Spektrofotometri FTIR (Fourier Transformation Infra Red) merupakan metode baru untuk memperoleh inframerah dengan jarak frekuensi 5000-4000 cm-1. FTIR menggunakan Michelson interoferometer sebagai pemisah panjang gelombang (dalam spektofotometer infra merah dispersive menggunakan grating monokromator), detektor yang digunakan terbuat dari bahan tetrtentu yang dapat menerima sinyal yang sangat cepat. Interferogram adalah sinyal yang dihasilkan sebagai fungsi dari perubahan panjang jarak yang ditempuh kedua berkas. Fourier Transformation mengkonversi interferogram menjadi grafik antara serapan terhadap panjang gelombang. Beberapa keuntungan menggunakan FT-IR yaitu dapat melakukan pengukuran lebih cepat, gambar yang dihasilkan diperoleh dengan resolusi yang tinggi (0,001 cm-1), menggunakan sampel yang lebih sedikit dan data yang diperoleh dalam bentuk digital dapat langsung discanning oleh komputer (Stuart 1996) .

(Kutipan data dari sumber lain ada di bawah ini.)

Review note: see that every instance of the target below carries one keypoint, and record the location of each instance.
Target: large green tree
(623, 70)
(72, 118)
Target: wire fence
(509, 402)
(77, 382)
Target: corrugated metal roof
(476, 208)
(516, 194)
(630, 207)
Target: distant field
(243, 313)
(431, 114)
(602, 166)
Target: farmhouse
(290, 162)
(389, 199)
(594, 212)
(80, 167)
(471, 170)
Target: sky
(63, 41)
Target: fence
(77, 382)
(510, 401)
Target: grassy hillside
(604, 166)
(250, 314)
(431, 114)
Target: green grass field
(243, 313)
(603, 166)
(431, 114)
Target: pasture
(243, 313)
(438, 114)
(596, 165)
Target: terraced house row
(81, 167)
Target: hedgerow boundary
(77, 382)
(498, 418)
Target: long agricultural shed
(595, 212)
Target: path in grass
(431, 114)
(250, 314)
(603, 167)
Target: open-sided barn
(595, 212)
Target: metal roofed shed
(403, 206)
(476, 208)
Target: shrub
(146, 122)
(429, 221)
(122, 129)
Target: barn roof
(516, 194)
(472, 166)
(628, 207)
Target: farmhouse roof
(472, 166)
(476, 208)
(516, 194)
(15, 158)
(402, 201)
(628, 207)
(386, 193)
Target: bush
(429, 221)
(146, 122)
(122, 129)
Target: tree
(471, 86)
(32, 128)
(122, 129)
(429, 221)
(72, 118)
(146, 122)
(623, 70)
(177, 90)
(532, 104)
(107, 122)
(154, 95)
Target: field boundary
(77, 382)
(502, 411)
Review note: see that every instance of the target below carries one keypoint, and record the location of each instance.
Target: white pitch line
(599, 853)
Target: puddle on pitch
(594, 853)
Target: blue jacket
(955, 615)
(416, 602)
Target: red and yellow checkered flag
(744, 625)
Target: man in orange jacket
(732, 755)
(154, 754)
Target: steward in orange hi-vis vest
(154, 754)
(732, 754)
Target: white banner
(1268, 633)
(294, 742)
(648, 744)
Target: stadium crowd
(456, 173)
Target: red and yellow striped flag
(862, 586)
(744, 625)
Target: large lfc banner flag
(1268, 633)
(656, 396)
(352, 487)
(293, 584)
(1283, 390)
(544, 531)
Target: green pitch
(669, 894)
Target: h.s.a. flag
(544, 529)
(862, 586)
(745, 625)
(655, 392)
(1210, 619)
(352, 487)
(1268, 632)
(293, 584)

Spektrometri Resonansi Magnet Inti (RMI) Spektrum resonansi magnet inti atau nuclear magnetic resonance memberikan gambaran atom-atom H dan atom-atom C didalam molekul. Spektrometri ini didasarkan pada penyerapan gelombang radio oleh inti tertentu dalam molekul organik. Apabila inti tersebut berada dalam medan magnet yang kuat. Spektrofotometer RMI merupakan metode yang paling tepat untuk menjelaskan struktur molekul organik. Spektrum resonansi magnet inti suatu senyawa dapat dibuat secara langsung dari senyawa bentuk cairan murni. Jika senyawa dalam bentuk padatan maka spektrum ditentukan dalam bentuk larutan. Telah dikenal berbagai jenis pelarut yang dipakai untuk menentukan spektrum resonansi magnet inti. Pada penulusuran proton dari senyawa yang dianalisis, pelarut yang digunakan harus
tidak mengandung proton. Pelarut yang lazim digunakan adalah karbon tetraklorida, D2O, dan deuterokloroform. Pada umumnya RMI digunakan untuk menentukan struktur senyawa yang telah diketahui. Dengan pergeseran kimia dapat diketahui lingkungan kimia inti yang menghasilkan sinyal dan integrasi terhadap spektrum dapat diperoleh kesimpulan yang berkaitan dengan jumlah relatif inti yang terdapat dalam molekul. Spektrometri resonansi magnet inti dapat digunakan untuk mempelajari proses dinamik dan laju suatu proses. Bahkan resonansi magnet inti dapat dipakai untuk mempelajari reaksi balik yang dapat diikuti dengan metode kinetik (Jenie 2006).